I cittadini italiani aspettavano l’occasione per veder risolti almeno una parte dei contenziosi (liti condominiali, controversie con banche e assicurazioni, risarcimenti da errore medico) con procedure nuove, veloci e possibilmente accessibili economicamente.

Il governo aveva stimato l’abbattimento di circa 600.000 cause in meno l’anno con l’avvio della mediazione obbligatoria a marzo 2011 (ricordiamo che la mediazione volontaria e delegata dal giudice è già in vigore da un anno) ma con il solito sistema italiano del “milleproroghe” anche questa occasione è rimandata.

Avevamo registrato delle difficoltà: tribunali non ancora attrezzati, cittadini ancora con scarsa consapevolezza del nuovo strumento e organismi di mediazione ancora non capillarmente diffusi; questo poteva giustificare un breve rinvio o la partenza a step (ad esempio condominio, assicurazione e banche) ma il metodo di un passo avanti e due indietro non giova allo sviluppo e alla modernità del Paese.
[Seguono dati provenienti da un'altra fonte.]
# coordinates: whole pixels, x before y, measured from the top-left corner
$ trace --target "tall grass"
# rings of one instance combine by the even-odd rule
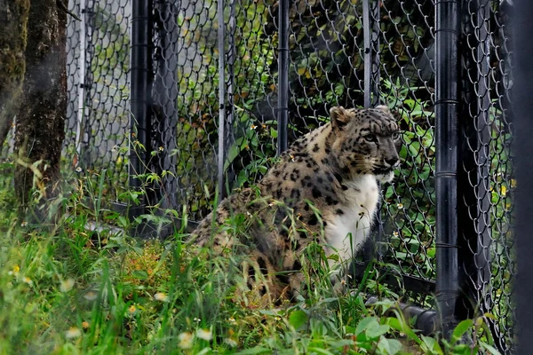
[[[320,282],[306,298],[267,307],[247,290],[239,256],[211,255],[179,233],[139,241],[91,231],[90,220],[123,217],[89,209],[80,191],[58,198],[67,212],[47,225],[18,220],[12,192],[0,191],[2,354],[444,352],[402,317],[383,316],[394,301],[367,306]],[[477,342],[447,351],[480,346],[492,351]]]

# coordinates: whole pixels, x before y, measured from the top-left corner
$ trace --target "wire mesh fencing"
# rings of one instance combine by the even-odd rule
[[[68,34],[65,166],[104,174],[107,201],[127,189],[131,0],[71,1]]]
[[[455,252],[456,315],[493,314],[487,336],[510,353],[513,6],[454,4],[456,171],[435,164],[450,147],[436,137],[442,83],[432,0],[71,0],[82,20],[70,19],[68,28],[65,166],[104,175],[109,202],[125,203],[123,193],[142,186],[144,206],[199,221],[217,191],[231,193],[267,171],[281,138],[290,143],[326,123],[333,106],[386,105],[403,131],[402,163],[382,186],[374,242],[357,265],[376,257],[375,283],[385,280],[403,299],[432,307],[442,291],[436,255]],[[284,53],[287,67],[279,65]],[[436,180],[448,173],[457,178],[457,198],[444,201]],[[457,211],[455,244],[439,239],[442,203]]]

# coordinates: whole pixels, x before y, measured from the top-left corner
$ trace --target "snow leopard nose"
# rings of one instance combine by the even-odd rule
[[[384,162],[385,166],[387,168],[396,168],[398,165],[400,165],[400,159],[397,157],[385,158]]]

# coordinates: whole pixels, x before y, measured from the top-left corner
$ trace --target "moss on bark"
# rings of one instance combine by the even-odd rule
[[[0,146],[17,114],[27,40],[29,0],[0,0]]]
[[[15,192],[21,203],[32,187],[54,194],[67,112],[67,13],[56,0],[31,0],[28,20],[23,104],[16,121]],[[40,174],[28,169],[33,165]]]

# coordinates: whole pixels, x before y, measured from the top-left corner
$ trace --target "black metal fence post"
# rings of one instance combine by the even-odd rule
[[[144,172],[150,142],[150,95],[152,82],[151,0],[131,3],[131,113],[130,119],[130,187],[139,189],[139,174]],[[136,141],[146,150],[139,149]]]
[[[289,0],[280,0],[278,19],[278,138],[277,154],[287,149],[289,122]]]
[[[460,4],[435,4],[436,301],[445,336],[456,322],[457,256],[457,112]]]
[[[222,200],[225,191],[224,162],[226,162],[226,24],[224,23],[224,0],[217,4],[219,20],[219,151],[217,186],[219,201]]]

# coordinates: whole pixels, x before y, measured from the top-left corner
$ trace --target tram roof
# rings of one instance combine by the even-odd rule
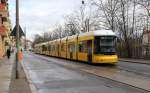
[[[116,36],[116,34],[112,30],[96,30],[82,33],[80,36]]]

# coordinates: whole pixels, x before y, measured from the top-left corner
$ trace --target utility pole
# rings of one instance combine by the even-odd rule
[[[19,78],[19,73],[18,73],[18,62],[19,62],[19,0],[16,0],[16,79]]]
[[[27,50],[27,32],[26,32],[26,27],[24,28],[24,33],[25,33],[25,50]]]

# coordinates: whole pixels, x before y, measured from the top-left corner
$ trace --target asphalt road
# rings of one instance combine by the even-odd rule
[[[38,93],[148,93],[126,84],[58,64],[63,63],[62,61],[67,64],[68,61],[65,60],[51,59],[32,53],[24,55],[24,66]],[[44,58],[49,60],[44,60]]]

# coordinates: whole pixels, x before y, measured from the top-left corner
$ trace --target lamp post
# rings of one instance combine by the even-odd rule
[[[16,79],[19,78],[18,73],[18,55],[19,55],[19,0],[16,0]]]
[[[84,8],[85,8],[85,2],[84,2],[84,0],[82,0],[82,5],[81,5],[81,18],[82,18],[82,24],[81,24],[81,27],[82,27],[82,29],[81,30],[84,30]]]

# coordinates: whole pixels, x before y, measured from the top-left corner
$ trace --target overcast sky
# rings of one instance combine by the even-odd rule
[[[15,25],[15,1],[9,1],[12,25]],[[27,38],[52,29],[56,23],[63,22],[64,16],[79,8],[82,0],[19,0],[20,25],[27,28]]]

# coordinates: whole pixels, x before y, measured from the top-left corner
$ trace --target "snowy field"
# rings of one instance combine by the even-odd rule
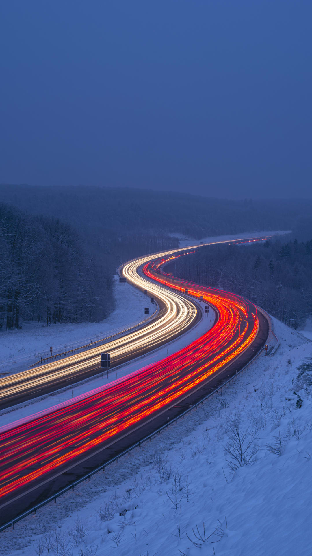
[[[312,320],[308,319],[305,323],[305,326],[303,330],[300,330],[301,334],[305,336],[306,338],[312,340]]]
[[[124,285],[122,284],[120,285]],[[131,286],[129,286],[129,287]],[[206,305],[204,302],[202,305]],[[165,346],[154,350],[146,355],[142,355],[136,359],[125,363],[112,369],[109,373],[108,379],[105,373],[103,375],[102,373],[94,378],[92,378],[84,381],[78,383],[78,385],[72,385],[67,389],[58,391],[55,394],[49,394],[41,398],[37,398],[30,402],[20,404],[13,408],[8,408],[0,411],[0,424],[1,427],[11,423],[18,419],[25,419],[29,415],[33,415],[39,411],[44,411],[53,406],[72,400],[72,393],[74,393],[74,400],[78,396],[88,393],[91,395],[92,391],[97,388],[103,387],[112,382],[116,379],[121,379],[123,376],[134,373],[143,367],[147,366],[156,361],[160,361],[167,355],[175,353],[185,346],[191,344],[198,337],[202,336],[211,328],[215,320],[215,313],[210,309],[207,315],[202,316],[201,320],[188,332],[180,336],[177,340],[174,340]]]
[[[261,355],[222,396],[0,534],[0,553],[312,554],[312,391],[296,380],[312,343],[274,327],[274,356]]]
[[[100,322],[82,324],[23,323],[21,330],[0,332],[0,372],[17,372],[28,368],[41,356],[61,353],[123,330],[144,320],[147,296],[114,277],[115,310]]]

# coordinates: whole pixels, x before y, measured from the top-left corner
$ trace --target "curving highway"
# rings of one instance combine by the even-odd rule
[[[19,510],[21,505],[26,508],[43,492],[53,492],[58,478],[64,484],[68,476],[72,479],[83,474],[86,466],[94,466],[99,454],[104,460],[109,447],[118,448],[120,443],[124,446],[125,439],[142,434],[143,428],[154,430],[170,408],[181,406],[191,395],[200,396],[205,385],[222,377],[230,366],[235,364],[238,368],[247,353],[250,359],[263,345],[266,324],[253,304],[164,271],[165,265],[185,251],[158,254],[152,260],[150,256],[141,257],[123,267],[124,276],[164,305],[158,324],[149,325],[143,334],[150,328],[150,347],[180,332],[186,323],[189,326],[196,309],[183,295],[186,285],[189,295],[202,296],[214,308],[218,318],[213,327],[157,363],[0,429],[0,522],[8,519],[10,511],[16,512],[17,504]],[[132,341],[139,346],[144,336]],[[98,350],[101,351],[103,346]]]

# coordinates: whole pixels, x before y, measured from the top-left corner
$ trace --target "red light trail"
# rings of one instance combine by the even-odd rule
[[[105,386],[56,406],[29,422],[0,429],[0,508],[38,481],[70,468],[82,458],[125,435],[198,389],[233,362],[255,339],[259,322],[250,302],[227,292],[165,274],[172,255],[147,264],[149,279],[212,306],[213,327],[186,348]],[[175,283],[173,282],[173,281]],[[184,287],[183,284],[184,284]],[[242,322],[245,324],[241,327]]]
Il sistema della mediazione andava testato, non si tratta certo della legge migliore ma rinviare di un anno non servirà a migliorarla! Anzi, il lavoro in parallelo della riforma forense che prevede la presenza obbligatoria degli avvocati anche in mediazione , il vero motivo del rinvio dell’entrata in vigore della legge, rischia di allontanare i cittadini dalla mediazione.
Come hanno già evidenziato Antitrust, AGCOM e AEEG la presenza obbligatoria dell’assistenza legale rischia di rendere più costosa la procedura inoltre sarebbe in contrasto con la normativa comunitaria che in tema di ADR mai rende obbligatoria l’assistenza legale.
Noi, insieme alle altre associazioni di consumatori, continueranno a rendere l’offerta del servizio di conciliazione paritetica per le controversie di consumo che di fatto garantiscono uno dei pochi baluardi di difesa dei diritti dei cittadini.